A mensagem é essa: orientar. Por mais que seja autodidacta, existem algumas regras para se fazer as coisas. Há pessoas que perderam dias e anos na universidade ou trancados em uma biblioteca para pesquisar e chegar a uma conclusão.

E como anda a produção de conteúdo nas nossas academias, por quem já esteja a estudar ou pesquisar?

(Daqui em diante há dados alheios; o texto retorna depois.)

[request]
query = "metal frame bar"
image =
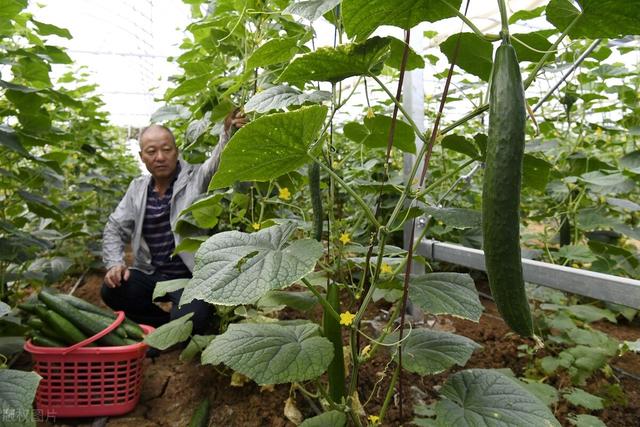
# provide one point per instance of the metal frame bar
(604, 287)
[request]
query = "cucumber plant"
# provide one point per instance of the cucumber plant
(296, 97)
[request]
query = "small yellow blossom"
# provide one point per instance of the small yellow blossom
(386, 268)
(370, 113)
(346, 318)
(345, 238)
(284, 194)
(365, 351)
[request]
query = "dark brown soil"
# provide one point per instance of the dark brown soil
(172, 389)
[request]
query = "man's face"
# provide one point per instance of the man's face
(159, 153)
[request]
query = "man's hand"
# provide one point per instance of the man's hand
(115, 275)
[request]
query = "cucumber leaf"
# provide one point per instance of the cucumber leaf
(474, 54)
(375, 133)
(282, 96)
(171, 333)
(233, 268)
(362, 17)
(446, 293)
(330, 418)
(17, 391)
(311, 9)
(336, 64)
(272, 353)
(428, 352)
(270, 146)
(484, 397)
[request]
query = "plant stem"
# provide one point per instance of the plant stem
(404, 112)
(527, 82)
(387, 398)
(504, 19)
(349, 190)
(323, 301)
(470, 24)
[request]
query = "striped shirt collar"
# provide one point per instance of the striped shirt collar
(152, 181)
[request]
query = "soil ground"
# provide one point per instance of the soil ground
(172, 389)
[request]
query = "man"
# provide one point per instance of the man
(145, 218)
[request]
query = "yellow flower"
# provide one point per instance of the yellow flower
(346, 318)
(365, 351)
(370, 113)
(386, 268)
(284, 194)
(345, 238)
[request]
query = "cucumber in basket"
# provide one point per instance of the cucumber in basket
(133, 329)
(63, 328)
(79, 319)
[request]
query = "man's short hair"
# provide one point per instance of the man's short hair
(155, 126)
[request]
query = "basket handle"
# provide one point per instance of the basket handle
(119, 319)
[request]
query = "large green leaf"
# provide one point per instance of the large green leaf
(414, 61)
(10, 8)
(171, 333)
(170, 112)
(330, 418)
(608, 184)
(446, 293)
(39, 205)
(428, 352)
(49, 29)
(525, 43)
(272, 353)
(335, 64)
(631, 161)
(270, 146)
(17, 391)
(4, 309)
(302, 301)
(206, 211)
(579, 397)
(282, 96)
(311, 9)
(362, 17)
(584, 420)
(375, 133)
(49, 270)
(9, 139)
(455, 217)
(274, 51)
(483, 397)
(535, 172)
(597, 18)
(474, 54)
(238, 268)
(33, 70)
(462, 145)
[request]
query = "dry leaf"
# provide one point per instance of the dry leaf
(291, 412)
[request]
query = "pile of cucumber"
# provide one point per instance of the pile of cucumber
(60, 320)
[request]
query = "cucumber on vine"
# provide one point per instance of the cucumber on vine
(501, 191)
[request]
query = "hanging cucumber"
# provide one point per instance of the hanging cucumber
(501, 191)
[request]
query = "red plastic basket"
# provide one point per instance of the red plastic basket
(79, 381)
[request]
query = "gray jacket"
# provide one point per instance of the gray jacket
(125, 223)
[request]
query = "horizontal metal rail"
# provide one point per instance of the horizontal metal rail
(604, 287)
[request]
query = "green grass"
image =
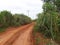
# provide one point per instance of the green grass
(37, 40)
(2, 29)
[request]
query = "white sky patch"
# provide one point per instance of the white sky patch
(21, 6)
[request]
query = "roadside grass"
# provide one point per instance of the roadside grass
(2, 29)
(37, 41)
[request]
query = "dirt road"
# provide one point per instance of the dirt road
(17, 36)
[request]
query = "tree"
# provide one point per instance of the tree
(5, 18)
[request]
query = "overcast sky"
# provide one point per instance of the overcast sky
(21, 6)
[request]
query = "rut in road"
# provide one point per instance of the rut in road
(24, 38)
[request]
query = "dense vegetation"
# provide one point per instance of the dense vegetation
(48, 22)
(8, 19)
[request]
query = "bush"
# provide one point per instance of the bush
(21, 19)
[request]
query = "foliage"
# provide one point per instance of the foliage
(8, 19)
(21, 19)
(5, 18)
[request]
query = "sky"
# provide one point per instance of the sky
(22, 6)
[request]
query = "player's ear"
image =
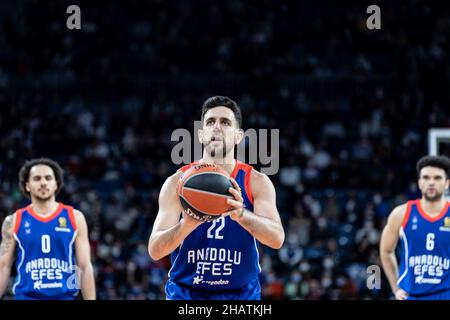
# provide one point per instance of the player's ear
(200, 135)
(238, 135)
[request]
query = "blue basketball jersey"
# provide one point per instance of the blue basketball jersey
(45, 254)
(425, 251)
(218, 255)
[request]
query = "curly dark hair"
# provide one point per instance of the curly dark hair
(24, 174)
(222, 101)
(441, 162)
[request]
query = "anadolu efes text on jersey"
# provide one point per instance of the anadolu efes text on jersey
(425, 256)
(45, 253)
(219, 255)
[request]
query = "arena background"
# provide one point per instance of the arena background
(353, 107)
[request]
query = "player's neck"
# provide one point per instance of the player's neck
(433, 208)
(228, 162)
(44, 208)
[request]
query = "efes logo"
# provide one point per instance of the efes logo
(62, 222)
(446, 226)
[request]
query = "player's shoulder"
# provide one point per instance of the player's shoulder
(398, 213)
(260, 180)
(9, 221)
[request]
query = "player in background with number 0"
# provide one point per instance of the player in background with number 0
(423, 226)
(49, 238)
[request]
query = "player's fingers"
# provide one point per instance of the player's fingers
(237, 195)
(234, 203)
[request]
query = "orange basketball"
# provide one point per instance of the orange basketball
(203, 191)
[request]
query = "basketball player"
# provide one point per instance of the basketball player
(424, 228)
(218, 260)
(49, 238)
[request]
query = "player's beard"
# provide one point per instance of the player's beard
(217, 152)
(40, 198)
(437, 196)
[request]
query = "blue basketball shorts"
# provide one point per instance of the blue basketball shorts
(174, 291)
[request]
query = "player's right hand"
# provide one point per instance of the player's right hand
(190, 222)
(401, 294)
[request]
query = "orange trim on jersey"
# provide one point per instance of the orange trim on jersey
(49, 217)
(426, 216)
(247, 183)
(71, 215)
(18, 221)
(407, 214)
(237, 166)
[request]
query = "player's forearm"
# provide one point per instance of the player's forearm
(87, 282)
(390, 268)
(162, 243)
(265, 230)
(5, 272)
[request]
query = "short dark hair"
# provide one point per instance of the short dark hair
(441, 162)
(222, 101)
(24, 174)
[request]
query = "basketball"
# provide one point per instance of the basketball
(203, 191)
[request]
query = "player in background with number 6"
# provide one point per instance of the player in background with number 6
(423, 226)
(49, 238)
(218, 260)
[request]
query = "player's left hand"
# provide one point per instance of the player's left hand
(238, 203)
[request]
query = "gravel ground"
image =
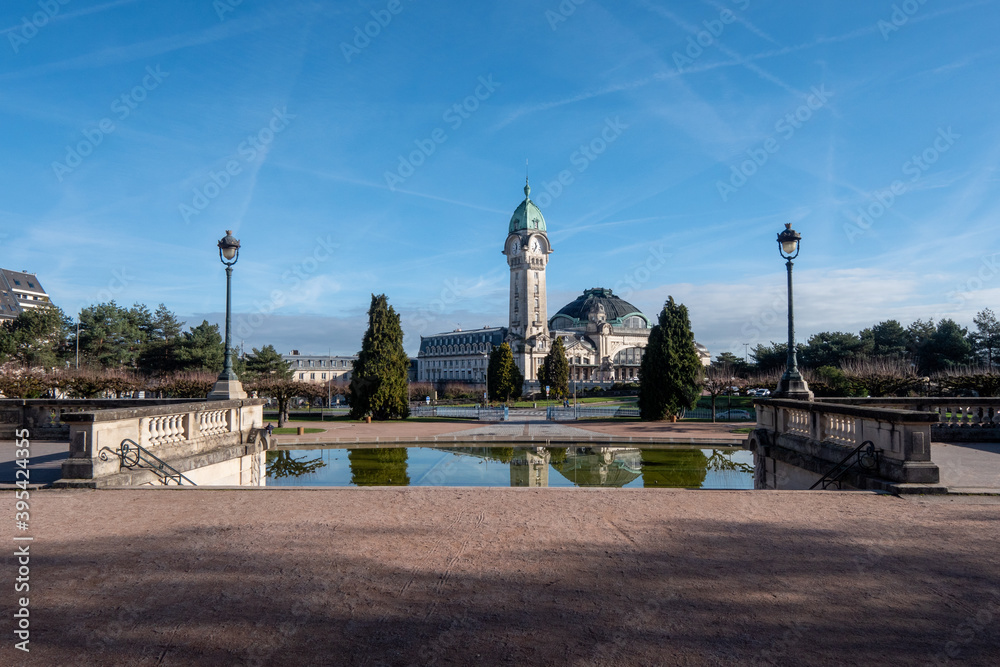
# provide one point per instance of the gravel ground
(423, 576)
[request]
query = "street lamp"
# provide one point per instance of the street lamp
(78, 326)
(228, 386)
(792, 384)
(486, 377)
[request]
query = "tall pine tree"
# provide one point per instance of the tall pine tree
(671, 373)
(504, 377)
(379, 383)
(556, 375)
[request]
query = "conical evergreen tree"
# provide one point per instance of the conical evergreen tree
(556, 370)
(503, 374)
(379, 381)
(671, 373)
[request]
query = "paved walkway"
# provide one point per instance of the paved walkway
(582, 577)
(971, 467)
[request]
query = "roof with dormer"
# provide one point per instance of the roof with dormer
(527, 216)
(616, 309)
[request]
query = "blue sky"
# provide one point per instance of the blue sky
(685, 134)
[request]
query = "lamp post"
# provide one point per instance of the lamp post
(78, 342)
(486, 377)
(792, 384)
(228, 386)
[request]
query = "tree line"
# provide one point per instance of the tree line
(927, 346)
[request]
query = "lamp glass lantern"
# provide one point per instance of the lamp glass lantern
(228, 385)
(792, 384)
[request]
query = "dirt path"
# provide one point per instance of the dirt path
(506, 576)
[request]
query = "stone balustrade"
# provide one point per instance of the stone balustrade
(211, 442)
(43, 416)
(959, 418)
(802, 440)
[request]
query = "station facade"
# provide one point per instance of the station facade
(604, 335)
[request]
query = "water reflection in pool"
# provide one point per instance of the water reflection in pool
(630, 467)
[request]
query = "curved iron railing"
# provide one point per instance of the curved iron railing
(131, 456)
(864, 456)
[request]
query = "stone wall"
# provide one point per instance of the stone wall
(207, 440)
(43, 416)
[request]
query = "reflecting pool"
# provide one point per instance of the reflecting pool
(623, 467)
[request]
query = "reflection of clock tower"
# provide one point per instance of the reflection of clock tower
(527, 249)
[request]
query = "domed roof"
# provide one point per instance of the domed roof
(594, 300)
(527, 216)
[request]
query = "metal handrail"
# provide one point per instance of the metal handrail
(132, 455)
(867, 460)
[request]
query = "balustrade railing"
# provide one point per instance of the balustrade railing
(213, 422)
(953, 413)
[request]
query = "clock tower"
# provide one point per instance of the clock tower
(527, 249)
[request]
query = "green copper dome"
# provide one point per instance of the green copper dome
(527, 216)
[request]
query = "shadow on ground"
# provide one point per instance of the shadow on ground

Não há uma produção de conteúdo acentuada sobre cinema nacional nas academias. E não é por falta de capacidade, mas por falta de interesse daqueles que são os académicos. Pois, um indivíduo que tenha passado mais de quatro anos na academia e se diz não estar capacitado para escrever um livro, faz-me perguntar: teve ou não a capacidade de fazer a monografia ou pagou a alguém para isso? Teve a capacidade para estar numa conferência, num workshop a apresentar trabalhos? – Embora sejam formatos diferentes. E a produção de manuais não é um trabalho individual, há também nela uma equipa para isso. Só é preciso que os académicos produzam, e a responsabilidade passa também pelos profissionais, pois há editoras que podem complementar esse trabalho que começa com a produção.

Quando me surgiu a intenção de produzir o livro, orientação de como se faz o trabalho de publicação de um livro.. Tive de aderir mesmo à internet, pesquisar coisas que explicassem como fazê-lo e ao mesmo tempo ia fazendo contactos com editoras, tudo para compreender o processo.

A Sandra arrisca-se a mencionar um mínimo de duas produções nacionais que conseguem esse estado de cinema “interessante”?

Fazer essa menção é um trabalho muito difícil, há vários aspectos que mereceriam destaque. Ao que estamos a produzir actualmente, basicamente citaria Rainha Ginga, da Semba Comunicação, que eu acho que esteve bem desde a iluminação à caracterização, mas não queira dizer que não tenha havido aspectos a melhorar. O Independência, da Geração 80, é um documentário que acho que também foi bem feito desde a ideia original, a narração, à sequência de imagens que despertam interesse. É um documentário que o público assistiria por ser interessante a maneira como é narrada a nossa história.